With the new wheels & tires, the 260Z picked up a rub in the driver rear tire. While the root cause is the heft of the driver, contributing factors included old springs & struts. Considering my relative lack of experience with the Z concerning struts, I took a friend up on an offer to help. Little did he understand the curveball I was throwing at him. While I had typical KYB struts, I planned to replace the springs with springs made for a Chevette.
Tim showed me a few tricks and tips along the way. Unfortunately I was too busy helping him to document the tips thoroughly. The first thing he did after removing the tires was to notch the bracket that holds the brake line. After notching the bracket, he folded the ends out of the way a little to allow the steel line to pass through.
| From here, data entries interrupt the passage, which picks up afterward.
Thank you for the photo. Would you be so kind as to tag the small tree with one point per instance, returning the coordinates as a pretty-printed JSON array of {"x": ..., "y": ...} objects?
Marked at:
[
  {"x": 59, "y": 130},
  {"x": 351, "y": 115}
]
This allowed us to remove the calipers from the spindles and pull the struts without breaking the lines open.
In short order the struts were removed, and the old springs were off. Then we hit the first snag. The gland nuts folded when we tried to remove them from the struts. They were rusted on tight. Fortunately, Tim’s neighbor happened to have a spare pair of spindles. We were back on path.
In one of those “While we’re at it…” moves, I bought new ball joints to replace the old, dead ones. We also scraped off about 40 years of grease. Soon the new springs and struts were on.
We lowered the car. The nose sat about 4 inches higher than stock, and the front tires were resting on their outside edges. NOW I understood what the online posts meant about cutting the springs. We removed two and a half coils from each spring and remounted the struts. The nose still sat just a little high, but it was drivable. Our work window closed, so I drove home like that.
In preparation for the next round, I already cut 3 coils from the other pair of springs. Those will go on the front, and the springs now on the front will go to the rear. Soon, the car will have a firmer ride, even at a relatively stock height. That should reduce the rub.